Aunque la Tierra se formara inicialmente a partir de materia fría (material cósmico) que se contrajo por acción de la gravedad, durante la formación posterior del núcleo líquido y en los periodos de intensa actividad volcánica se ha liberado una enorme cantidad de calor. Los frecuentes impactos de objetos pesados también han contribuido al calentamiento de la superficie. Hay mucha incertidumbre sobre la historia térmica de la Tierra de los últimos 3.000 millones de años, durante los cuales el planeta se ha ido enfriando y una gran parte de este flujo de calor ha alimentado los movimientos geotectónicos globales, creando nueva corteza en las dorsales oceánicas; un proceso que ha ido acompañado de terremotos recurrentes y erupciones volcánicas de lava, cenizas y agua caliente.

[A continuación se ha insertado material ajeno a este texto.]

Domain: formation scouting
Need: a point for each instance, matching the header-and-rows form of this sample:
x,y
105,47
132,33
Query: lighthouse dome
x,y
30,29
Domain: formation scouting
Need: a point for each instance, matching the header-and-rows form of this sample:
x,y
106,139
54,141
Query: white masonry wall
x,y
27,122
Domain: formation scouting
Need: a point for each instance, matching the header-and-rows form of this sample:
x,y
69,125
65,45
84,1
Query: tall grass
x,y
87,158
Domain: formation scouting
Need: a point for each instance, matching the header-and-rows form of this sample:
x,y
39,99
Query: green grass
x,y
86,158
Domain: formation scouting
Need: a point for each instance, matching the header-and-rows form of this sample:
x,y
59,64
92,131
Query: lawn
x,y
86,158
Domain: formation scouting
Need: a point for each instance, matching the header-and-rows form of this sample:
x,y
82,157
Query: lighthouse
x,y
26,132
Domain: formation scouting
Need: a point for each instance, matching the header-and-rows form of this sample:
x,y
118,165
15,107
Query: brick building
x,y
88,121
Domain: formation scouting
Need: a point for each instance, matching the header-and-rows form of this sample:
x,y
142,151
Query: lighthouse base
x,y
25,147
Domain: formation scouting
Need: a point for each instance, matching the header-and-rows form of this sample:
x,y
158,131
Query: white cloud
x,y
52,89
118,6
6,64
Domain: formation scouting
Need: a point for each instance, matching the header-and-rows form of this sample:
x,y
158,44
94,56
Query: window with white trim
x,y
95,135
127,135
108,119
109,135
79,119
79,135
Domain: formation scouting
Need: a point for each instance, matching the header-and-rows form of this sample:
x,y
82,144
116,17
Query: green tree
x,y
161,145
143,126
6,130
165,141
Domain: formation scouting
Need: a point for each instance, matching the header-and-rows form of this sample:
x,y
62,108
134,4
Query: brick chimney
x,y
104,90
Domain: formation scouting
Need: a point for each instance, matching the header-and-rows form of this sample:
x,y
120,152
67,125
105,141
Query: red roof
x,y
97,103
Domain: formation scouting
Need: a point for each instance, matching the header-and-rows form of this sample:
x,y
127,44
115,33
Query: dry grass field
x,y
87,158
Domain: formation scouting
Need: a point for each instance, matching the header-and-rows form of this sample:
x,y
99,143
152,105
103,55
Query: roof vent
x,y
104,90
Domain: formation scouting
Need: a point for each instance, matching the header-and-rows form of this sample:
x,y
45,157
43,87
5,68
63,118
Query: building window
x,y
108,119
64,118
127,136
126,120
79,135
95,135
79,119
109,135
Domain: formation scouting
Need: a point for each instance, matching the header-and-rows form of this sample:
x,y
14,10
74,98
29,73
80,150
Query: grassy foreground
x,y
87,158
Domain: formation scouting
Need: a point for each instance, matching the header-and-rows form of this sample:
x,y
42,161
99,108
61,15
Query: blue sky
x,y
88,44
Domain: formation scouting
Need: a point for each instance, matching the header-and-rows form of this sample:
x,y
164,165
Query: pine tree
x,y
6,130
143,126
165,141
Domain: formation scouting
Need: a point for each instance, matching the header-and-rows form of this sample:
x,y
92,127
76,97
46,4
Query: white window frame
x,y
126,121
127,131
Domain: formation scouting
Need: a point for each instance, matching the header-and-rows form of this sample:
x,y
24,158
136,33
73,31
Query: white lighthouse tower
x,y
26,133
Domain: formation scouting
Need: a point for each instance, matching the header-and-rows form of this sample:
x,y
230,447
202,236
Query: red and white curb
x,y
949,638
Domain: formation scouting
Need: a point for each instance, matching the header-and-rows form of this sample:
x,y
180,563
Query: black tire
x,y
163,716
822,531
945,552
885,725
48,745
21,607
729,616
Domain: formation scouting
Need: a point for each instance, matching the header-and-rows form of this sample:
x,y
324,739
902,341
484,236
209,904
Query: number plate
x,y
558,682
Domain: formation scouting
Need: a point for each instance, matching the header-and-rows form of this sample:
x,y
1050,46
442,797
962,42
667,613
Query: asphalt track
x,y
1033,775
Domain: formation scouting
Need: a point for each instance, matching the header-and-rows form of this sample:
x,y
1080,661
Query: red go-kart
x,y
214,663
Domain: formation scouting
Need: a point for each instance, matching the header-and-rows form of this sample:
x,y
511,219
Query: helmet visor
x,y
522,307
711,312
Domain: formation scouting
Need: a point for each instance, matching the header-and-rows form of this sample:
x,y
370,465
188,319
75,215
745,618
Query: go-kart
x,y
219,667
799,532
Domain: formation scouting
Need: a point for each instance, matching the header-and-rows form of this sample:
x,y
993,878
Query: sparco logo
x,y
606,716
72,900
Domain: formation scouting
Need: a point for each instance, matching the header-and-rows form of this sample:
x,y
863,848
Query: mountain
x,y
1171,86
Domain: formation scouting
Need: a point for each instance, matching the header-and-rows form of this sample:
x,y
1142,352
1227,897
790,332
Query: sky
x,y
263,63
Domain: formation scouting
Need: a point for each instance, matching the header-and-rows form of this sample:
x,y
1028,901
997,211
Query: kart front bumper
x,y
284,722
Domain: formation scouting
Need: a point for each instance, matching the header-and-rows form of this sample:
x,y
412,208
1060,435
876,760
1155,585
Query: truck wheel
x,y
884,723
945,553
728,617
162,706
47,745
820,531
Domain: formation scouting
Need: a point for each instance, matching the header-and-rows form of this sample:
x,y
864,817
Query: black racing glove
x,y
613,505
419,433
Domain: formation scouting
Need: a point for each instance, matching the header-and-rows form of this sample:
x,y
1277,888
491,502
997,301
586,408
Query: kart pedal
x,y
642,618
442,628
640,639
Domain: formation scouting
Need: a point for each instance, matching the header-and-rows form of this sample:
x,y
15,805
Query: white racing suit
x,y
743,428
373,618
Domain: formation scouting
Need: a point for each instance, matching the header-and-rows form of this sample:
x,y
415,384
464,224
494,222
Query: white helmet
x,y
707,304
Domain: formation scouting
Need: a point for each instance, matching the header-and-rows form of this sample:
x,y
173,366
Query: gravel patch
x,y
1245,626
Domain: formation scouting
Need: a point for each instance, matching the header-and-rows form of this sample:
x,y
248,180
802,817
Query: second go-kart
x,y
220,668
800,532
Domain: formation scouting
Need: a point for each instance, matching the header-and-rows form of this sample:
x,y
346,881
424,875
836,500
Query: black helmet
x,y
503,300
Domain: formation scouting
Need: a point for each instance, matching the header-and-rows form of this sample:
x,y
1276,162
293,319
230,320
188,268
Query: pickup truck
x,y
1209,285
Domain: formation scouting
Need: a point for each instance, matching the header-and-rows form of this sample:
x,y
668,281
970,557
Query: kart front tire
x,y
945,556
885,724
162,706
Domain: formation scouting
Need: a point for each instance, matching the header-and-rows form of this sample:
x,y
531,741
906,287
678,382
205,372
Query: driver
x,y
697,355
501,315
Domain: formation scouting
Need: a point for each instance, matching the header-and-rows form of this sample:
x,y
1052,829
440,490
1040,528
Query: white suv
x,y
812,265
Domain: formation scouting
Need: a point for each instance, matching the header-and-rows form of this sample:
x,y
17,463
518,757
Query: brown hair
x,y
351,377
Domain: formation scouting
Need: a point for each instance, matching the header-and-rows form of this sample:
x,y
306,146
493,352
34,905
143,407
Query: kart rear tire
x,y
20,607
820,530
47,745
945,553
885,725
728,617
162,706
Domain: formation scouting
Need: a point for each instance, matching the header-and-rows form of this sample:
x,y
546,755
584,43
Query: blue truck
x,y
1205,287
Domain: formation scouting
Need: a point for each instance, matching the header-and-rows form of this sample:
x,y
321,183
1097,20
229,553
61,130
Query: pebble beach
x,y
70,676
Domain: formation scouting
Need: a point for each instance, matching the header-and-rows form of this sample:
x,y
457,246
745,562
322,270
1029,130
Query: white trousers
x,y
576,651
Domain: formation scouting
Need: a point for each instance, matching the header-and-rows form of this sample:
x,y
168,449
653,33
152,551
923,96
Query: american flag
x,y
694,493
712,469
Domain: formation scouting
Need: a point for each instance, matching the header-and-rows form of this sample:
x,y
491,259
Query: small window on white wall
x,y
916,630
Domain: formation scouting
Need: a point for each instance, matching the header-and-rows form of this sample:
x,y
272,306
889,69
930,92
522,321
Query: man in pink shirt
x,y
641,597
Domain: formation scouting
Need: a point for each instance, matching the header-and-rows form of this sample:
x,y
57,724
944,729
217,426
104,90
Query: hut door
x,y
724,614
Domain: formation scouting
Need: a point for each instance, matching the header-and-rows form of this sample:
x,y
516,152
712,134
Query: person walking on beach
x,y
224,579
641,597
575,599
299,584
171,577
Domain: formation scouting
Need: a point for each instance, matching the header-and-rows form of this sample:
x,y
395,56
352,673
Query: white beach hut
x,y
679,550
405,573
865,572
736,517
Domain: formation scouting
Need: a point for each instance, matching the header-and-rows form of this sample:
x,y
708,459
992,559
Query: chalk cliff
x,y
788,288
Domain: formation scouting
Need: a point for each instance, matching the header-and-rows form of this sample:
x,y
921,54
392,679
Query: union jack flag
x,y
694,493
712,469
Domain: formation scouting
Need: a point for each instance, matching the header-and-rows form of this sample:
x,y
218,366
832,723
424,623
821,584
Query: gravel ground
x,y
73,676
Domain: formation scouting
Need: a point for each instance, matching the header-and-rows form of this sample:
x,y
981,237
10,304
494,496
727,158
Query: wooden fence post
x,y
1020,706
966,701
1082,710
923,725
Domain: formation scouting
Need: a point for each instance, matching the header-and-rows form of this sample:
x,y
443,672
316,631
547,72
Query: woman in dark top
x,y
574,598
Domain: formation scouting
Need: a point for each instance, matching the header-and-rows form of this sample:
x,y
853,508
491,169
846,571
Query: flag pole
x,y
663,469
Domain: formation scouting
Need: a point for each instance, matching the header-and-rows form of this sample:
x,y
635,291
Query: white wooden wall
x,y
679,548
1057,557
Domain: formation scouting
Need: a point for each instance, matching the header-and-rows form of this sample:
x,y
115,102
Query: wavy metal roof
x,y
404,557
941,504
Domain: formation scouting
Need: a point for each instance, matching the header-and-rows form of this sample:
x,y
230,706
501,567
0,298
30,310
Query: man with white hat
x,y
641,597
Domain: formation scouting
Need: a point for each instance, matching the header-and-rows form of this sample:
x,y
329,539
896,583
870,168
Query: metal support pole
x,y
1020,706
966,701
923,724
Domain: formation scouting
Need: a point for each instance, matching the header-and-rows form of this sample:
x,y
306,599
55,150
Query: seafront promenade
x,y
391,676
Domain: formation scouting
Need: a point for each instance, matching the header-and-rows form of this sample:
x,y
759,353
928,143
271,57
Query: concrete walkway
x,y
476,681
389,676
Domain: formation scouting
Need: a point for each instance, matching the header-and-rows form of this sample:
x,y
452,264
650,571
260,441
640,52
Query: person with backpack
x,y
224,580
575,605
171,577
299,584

Solamente hay dos posibles fuentes de calor terrestre, pero la importancia relativa de las respectivas contribuciones no está aún muy clara. El calor basal, liberado por un lento enfriamiento del núcleo terrestre debe representar una gran parte del flujo total, si bien cálculos basados en la desintegración radiactiva del U235, U238, Th232 y K40 sugieren que éste representa al menos la mitad y quizás hasta nueve décimos del flujo total de calor del planeta. Esta disparidad obedece a la incertidumbre en la concentración de K40 en la corteza terrestre. Pero sea cual sea la proporción, el flujo total, basado en miles de medidas realizadas desde los años cincuenta, está próximo a los 40 TW.
Aunque inicialmente se pensó que los flujos continentales y oceánicos eran aproximadamente iguales, en realidad difieren de forma sustancial. Las regiones del fondo oceánico más recientes contribuyen con más de 250 mW/m2, cantidad que supera hasta tres veces las zonas continentales más recientes. El flujo medio para todo el fondo marino es aproximadamente igual a 95 mW/m2, lo que representa un 70% más que el correspondiente a la corteza continental. El flujo medio global es de 80 mW/m2, unos tres órdenes de magnitud inferior al valor medio del flujo de calor de la radiación solar global.